There are a slew of lousy recreations of the diagram (the original diagram wasn’t so hot, either). Rather than recreating it myself, I just snagged one of the cleaner ones, which came from a 4-year-old TDWI article:

The point of the diagram, as well as of most of the derivative works that reference it, is that the value of information has a direct relationship to the speed with which you can react to it. And, there are three distinct things that have to happen between the business event that triggers the information and ation actually being taken.

I don’t know if there is any real math or science behind the shape of the curve. As diagrammed, this says that you’ve already lost most of your value by the time you get to the “decision latency” point in the process. I don’t know that that is necessarily true in most cases. The diagram supports the assertions by all of the various BI/data tool vendors that data needs to be available in near real-time (and, of course, that’s something that all of the vendors claim they are better at than their competition).
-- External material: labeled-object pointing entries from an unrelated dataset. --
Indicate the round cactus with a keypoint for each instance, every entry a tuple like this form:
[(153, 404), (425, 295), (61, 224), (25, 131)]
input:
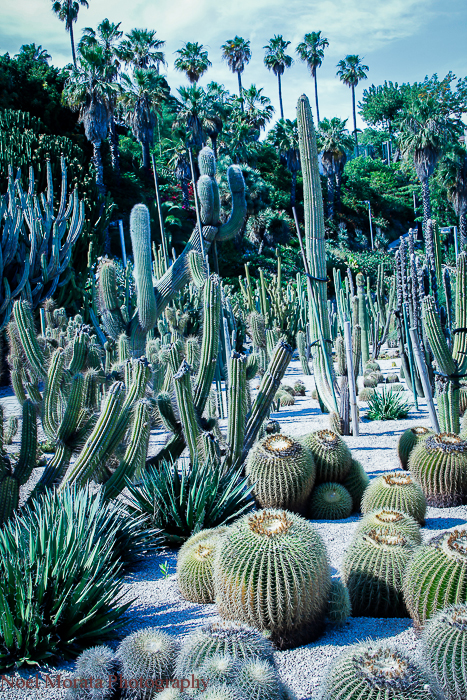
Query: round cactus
[(332, 456), (437, 576), (439, 465), (149, 654), (282, 471), (395, 491), (281, 553), (408, 440), (373, 570), (330, 501), (392, 522), (227, 638), (445, 648), (356, 483), (195, 566), (376, 671)]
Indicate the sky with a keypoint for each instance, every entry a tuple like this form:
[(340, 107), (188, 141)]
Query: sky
[(400, 40)]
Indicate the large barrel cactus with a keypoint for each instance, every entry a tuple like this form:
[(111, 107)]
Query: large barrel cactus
[(272, 572)]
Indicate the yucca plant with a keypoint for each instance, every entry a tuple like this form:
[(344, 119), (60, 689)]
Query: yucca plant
[(182, 498), (386, 405)]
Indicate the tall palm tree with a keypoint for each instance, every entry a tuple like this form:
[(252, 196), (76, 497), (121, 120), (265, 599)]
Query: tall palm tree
[(333, 142), (284, 137), (426, 130), (67, 11), (89, 91), (350, 71), (143, 95), (192, 60), (311, 52), (277, 60), (237, 53)]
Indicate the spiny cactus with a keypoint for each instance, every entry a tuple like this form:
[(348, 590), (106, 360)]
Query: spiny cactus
[(395, 491), (373, 569), (439, 465), (282, 471), (276, 551)]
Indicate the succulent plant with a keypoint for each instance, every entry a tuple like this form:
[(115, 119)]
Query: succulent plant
[(332, 456), (330, 501), (395, 491), (274, 550), (439, 465), (373, 570), (195, 565), (356, 483), (445, 648), (376, 671), (436, 576), (408, 440), (392, 522), (282, 471)]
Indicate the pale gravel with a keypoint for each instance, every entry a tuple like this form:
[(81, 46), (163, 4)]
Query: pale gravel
[(157, 601)]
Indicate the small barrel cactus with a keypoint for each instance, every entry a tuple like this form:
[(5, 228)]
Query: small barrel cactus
[(395, 491), (392, 522), (376, 671), (283, 471), (195, 565), (436, 576), (332, 456), (373, 570), (330, 501), (408, 440), (439, 465), (279, 552), (445, 648)]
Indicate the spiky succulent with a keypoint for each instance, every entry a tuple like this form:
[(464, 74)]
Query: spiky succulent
[(395, 491), (332, 456), (437, 576), (282, 472), (195, 565), (280, 553), (439, 465), (330, 501), (409, 439), (376, 671)]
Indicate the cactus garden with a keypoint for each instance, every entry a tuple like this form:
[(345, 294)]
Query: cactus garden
[(233, 426)]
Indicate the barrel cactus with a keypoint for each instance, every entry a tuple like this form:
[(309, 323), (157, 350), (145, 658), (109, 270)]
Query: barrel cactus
[(439, 465), (376, 671), (395, 491), (283, 472), (373, 570), (195, 565), (330, 501), (437, 576), (408, 440), (332, 456), (281, 553)]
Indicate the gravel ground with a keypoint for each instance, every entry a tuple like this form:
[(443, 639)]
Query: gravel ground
[(157, 601)]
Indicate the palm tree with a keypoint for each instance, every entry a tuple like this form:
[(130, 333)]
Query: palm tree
[(426, 130), (89, 91), (284, 137), (67, 11), (142, 98), (333, 142), (192, 60), (311, 51), (351, 70), (237, 53), (277, 60)]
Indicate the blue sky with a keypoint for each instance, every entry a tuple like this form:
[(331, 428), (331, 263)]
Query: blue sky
[(400, 40)]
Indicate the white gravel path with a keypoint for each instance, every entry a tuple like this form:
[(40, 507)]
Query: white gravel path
[(157, 601)]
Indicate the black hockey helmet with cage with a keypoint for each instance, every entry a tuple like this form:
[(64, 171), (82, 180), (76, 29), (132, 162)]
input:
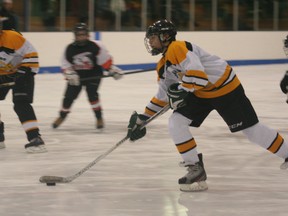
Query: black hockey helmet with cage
[(160, 28)]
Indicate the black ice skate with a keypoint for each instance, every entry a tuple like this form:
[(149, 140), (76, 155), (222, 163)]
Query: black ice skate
[(195, 179), (36, 145), (58, 122), (284, 165), (2, 137)]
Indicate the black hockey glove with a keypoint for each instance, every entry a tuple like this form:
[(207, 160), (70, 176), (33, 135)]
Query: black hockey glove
[(135, 122), (284, 83), (176, 96)]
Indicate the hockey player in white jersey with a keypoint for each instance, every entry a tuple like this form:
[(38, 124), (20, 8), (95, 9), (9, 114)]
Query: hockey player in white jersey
[(194, 83)]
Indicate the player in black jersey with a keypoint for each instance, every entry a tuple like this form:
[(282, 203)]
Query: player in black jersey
[(84, 59)]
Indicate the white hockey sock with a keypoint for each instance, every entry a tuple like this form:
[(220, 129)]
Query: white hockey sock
[(268, 139)]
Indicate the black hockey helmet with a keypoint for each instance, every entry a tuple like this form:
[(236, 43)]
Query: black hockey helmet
[(81, 29), (160, 28)]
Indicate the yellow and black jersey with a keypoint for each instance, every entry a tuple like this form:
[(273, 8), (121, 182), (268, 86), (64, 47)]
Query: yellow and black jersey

But, is the data latency and analysis latency really the big value driver for marketers? In some cases, the data latency is a structural issue — conducting a campaign where the people exposed to it are likely to not convert for anywhere from 1 to 30 days…means you really need to wait for 30 days to see how the campaign played out. Analysis latency is real…but this really can be broken into two pieces: 1) the time to do the analysis and get it packaged for delivery, and 2) the time to schedule/coordinate the information delivery. And, then, certainly the decision latency is real.

In short, the “action time” components totally make sense, and it’s good to understand them. The shape of the curve, though, doesn’t necessarily stand up to scrutiny when looked at through a marketer’s lens.


  1. Nice post, Tim. I agree with your conclusion. While I understand the basic concept of getting information quickly, rushing to get data can leave us open to reacting to incomplete data, and that’s dangerous. I explore a similar topic in more detail on my blog when I compared this rush to data to some of the silliness that occurs on the 24-hour news networks. You can find that post at

  2. Great post as usual, Tim.

    If we extend the time axis, we’d likely see a momentary increase in value as the result of the concept of The Long Tail.

    For example, if a restaurant announces a Grand Opening, the graph above is accurate as the initial “buzz” diminishes exponentially over time.

    But if we consider that the content is now stored online, its value increases for the guy consulting Google for a wedding anniversary celebration venue.

    Yesterday, the value of the information was very small to him. Today, after his wife asks where they’re going for dinner, the information becomes VERY valuable to him:-)

    I like to call this concept the “double-value curve.”

  3. I agree with you on critiquing the curve, but I’m wondering what a “business event” is? You are assuming that it is a company event like an email promotion. Could it instead be more customer-centered like a sale that’s based on the promotion? Then then curve might make more sense.